We can see here that the hash index performs better than the btree index and the performance difference is in the range of 10 to 22%. In some other workloads we have seen a better performance like with hash index on varchar columns and even in the community, it has been reported that there is performance improvement in the range of 40-60% when hash indexes are used for unique index columns.

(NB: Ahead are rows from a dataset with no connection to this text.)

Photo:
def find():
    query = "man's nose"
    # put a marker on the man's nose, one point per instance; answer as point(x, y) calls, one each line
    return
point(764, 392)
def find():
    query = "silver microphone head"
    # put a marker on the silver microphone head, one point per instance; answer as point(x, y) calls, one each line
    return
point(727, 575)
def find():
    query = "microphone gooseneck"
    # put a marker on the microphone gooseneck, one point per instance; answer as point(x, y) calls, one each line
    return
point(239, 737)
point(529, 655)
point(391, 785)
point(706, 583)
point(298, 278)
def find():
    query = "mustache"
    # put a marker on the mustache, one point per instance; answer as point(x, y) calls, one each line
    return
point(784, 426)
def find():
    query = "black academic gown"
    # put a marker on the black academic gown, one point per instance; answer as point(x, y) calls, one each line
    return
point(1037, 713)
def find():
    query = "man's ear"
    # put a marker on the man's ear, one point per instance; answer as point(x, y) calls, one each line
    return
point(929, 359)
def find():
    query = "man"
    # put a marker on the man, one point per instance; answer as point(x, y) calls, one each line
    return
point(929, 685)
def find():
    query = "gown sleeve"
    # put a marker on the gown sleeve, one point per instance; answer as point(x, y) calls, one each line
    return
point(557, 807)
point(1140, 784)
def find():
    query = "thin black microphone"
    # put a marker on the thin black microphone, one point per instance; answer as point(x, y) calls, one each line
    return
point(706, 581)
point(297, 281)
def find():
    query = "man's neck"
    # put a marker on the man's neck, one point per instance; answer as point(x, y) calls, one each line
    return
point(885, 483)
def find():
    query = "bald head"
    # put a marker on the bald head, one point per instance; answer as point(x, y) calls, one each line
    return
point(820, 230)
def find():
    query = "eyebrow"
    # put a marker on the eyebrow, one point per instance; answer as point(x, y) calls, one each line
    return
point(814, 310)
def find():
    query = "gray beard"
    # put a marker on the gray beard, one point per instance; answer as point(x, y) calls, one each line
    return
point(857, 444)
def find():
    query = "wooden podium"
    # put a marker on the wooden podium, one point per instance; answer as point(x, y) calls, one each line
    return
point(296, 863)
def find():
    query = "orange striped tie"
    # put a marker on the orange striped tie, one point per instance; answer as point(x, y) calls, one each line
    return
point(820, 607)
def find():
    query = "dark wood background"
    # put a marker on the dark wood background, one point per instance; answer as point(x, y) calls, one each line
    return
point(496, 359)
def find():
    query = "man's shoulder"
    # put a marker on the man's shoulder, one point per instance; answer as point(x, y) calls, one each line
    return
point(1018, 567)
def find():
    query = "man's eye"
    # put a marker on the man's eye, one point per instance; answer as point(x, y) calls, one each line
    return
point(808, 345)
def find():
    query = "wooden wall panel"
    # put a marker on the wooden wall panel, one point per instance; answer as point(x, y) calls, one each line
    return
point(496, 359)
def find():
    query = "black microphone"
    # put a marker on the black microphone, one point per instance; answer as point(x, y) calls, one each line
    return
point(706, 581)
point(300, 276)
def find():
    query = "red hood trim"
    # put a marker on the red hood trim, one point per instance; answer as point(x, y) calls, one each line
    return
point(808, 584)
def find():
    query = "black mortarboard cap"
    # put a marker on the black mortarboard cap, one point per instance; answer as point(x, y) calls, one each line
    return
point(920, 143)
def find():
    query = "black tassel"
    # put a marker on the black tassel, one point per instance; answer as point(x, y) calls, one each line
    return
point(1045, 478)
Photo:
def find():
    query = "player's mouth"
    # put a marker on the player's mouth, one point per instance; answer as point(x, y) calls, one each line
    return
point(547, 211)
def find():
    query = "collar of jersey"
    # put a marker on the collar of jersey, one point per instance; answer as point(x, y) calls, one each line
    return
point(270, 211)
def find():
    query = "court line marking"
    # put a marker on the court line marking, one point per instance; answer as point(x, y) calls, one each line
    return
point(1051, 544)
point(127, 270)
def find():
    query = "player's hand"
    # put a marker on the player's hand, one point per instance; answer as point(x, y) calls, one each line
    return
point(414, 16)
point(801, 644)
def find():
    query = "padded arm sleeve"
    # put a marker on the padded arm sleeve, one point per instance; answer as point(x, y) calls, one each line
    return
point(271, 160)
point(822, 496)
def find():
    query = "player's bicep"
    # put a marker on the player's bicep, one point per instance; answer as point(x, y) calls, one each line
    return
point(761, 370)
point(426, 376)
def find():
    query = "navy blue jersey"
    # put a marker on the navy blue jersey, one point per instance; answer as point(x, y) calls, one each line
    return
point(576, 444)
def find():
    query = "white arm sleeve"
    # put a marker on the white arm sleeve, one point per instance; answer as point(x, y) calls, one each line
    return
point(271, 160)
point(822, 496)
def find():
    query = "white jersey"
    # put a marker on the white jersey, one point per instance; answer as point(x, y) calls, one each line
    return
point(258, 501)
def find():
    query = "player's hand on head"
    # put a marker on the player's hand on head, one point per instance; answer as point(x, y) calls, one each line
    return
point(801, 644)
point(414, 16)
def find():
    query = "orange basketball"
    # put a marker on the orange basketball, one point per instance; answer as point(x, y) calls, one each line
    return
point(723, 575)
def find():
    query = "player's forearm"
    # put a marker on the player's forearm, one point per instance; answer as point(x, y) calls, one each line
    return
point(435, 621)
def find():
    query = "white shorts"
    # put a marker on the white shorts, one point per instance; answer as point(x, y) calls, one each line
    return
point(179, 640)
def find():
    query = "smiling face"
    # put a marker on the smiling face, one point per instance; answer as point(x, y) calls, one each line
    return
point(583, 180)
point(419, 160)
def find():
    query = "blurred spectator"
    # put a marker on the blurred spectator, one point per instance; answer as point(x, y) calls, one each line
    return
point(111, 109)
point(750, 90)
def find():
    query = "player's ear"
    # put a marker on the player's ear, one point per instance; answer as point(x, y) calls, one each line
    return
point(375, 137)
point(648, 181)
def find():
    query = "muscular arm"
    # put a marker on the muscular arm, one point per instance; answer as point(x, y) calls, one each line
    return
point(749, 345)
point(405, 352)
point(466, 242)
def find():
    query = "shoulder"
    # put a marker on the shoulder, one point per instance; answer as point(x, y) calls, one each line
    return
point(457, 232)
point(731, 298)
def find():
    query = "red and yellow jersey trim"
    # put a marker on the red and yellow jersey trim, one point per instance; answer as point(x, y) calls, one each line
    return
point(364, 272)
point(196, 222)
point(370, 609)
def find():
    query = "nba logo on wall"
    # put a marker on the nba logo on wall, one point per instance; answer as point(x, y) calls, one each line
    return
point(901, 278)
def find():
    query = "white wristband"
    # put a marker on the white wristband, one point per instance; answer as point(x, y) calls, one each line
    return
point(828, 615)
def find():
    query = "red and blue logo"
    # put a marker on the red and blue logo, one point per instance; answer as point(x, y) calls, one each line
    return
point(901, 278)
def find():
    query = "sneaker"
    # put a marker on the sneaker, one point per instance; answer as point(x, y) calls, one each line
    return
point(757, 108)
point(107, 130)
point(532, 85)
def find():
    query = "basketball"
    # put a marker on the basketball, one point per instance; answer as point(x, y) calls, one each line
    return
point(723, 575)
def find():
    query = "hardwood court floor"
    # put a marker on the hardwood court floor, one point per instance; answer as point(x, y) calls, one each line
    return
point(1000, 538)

http://amitkapila16.blogspot.com/2017/03/hash-indexes-are-faster-than-btree.html

Here is where Hash indexes start to shine, a simple table with 2 columns a serial and a text column, and 319,894,674 records, the table size is 23 GB, the serial column is the primary key (no good reason, just added to it) and the size of the PK 6852 MB.
A query without index in the sha1 column, the execution time is 4 minutes (thanks to the parallel workers).
The size of the B-Tree index: 20 GB. The size of the Hash index: 8192 MB (8 GB) more than a half than B-Tree 🙂 and the execution time is roughly the same as b-tree.
Another advantage of smaller indexes are that they can fit best in memory and less reads of disk, “Buffers: shared hit=2” vs “Buffers: shared hit=6”.

https://medium.com/@jorsol/postgresql-10-features-hash-indexes-484f319db281

Best Answer

  • Number one: PostgreSQL will never be great as a key-value store if you have many UPDATEs. Workloads with many UPDATEs are just hard for PostgreSQL's architecture.

    Make sure that you create your table with a fillfactor way below 100, so that you can make use of HOT updates. This is the only way you can survive workloads with many UPDATEs. Make sure that there is no index on value, otherwise it won't work.

    Also, since there will be considerable churn on the TOAST table of that table, make sure to set autovacuum_work_mem high and toast.autovacuum_vacuum_cost_delay = 0 on that table, so that autovacuum has a chance to keep up.

  • Number two: Don't use hash indexes. I don't buy for a second that they are two or three times as fast. You'd have to benchmark this to convince me.

    With a B-tree index, your problem would simply go away: just put a primary key constraint on id.

  • Number three: storing the dictionaries as a large jsonb means that you have to store a new copy of the whole whenever you update even a single value of the jsonb.

    You might be better off by modeling this in a relational way. This will of course only be a good option if there are no nested structures in the jsonb.